CST 311 Week 3 Journal Entry
Transport Layer
This week, we learned about the transport layer of a computer network. When a message is sent on the sender's side, it is broken up into segments and passed through the network layer. On the sender's side, a transport header is added to the segments, and the network sends the data to the receiver via sockets. The receiver then reassembles the message using the transport header information and passes it to the appropriate place in the application layer. This is called demultiplexing. Two transport protocols that can be used to send data through the Internet are the Transmission Control Protocol (TCP) and the User Datagram Protocol (UDP).
In TCP, there is one sender and one receiver. Data can flow in both directions on the same connection. This protocol involves a three-way handshake to start the connection.

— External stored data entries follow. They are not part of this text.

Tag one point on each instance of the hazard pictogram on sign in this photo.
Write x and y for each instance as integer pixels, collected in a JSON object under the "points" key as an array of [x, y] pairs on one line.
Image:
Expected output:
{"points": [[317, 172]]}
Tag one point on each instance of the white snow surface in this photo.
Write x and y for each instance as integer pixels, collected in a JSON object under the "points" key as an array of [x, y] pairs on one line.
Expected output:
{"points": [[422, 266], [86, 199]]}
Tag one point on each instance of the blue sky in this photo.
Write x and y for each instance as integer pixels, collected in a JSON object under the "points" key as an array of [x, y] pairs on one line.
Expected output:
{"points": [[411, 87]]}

TCP sockets use four pieces of information to identify a segment: a source IP, a destination IP, a source port number, and a destination port number. When sending and receiving data, each socket is a dedicated line and identified with these four pieces of information to connect two endpoints. A host will need more than one socket if they wish to receive multiple messages from the same host or different hosts simultaneously.
In UDP, there is no handshake between sender and receiver, making this socket connectionless. Each segment is handled independently of the others. A segment has header data such as source port, destination port, length, and a checksum. A UPD socket must specify the destination IP address and port number in order to send data into the socket. Both are needed to guide segments to their destination. Segments with the same destination port number may use the same socket to be sent even though they may have different IP addresses.
The material this week was heavy in the visual sense. I found it interesting how TCP can control congestion and how graphing the time versus the TCP sender congestion window size (cwnd). I enjoyed creating and reading the graphs to identify their slow start, congestion avoidance, and fast recovery. The activities that came along with the book were helpful in understanding how to identify these intervals.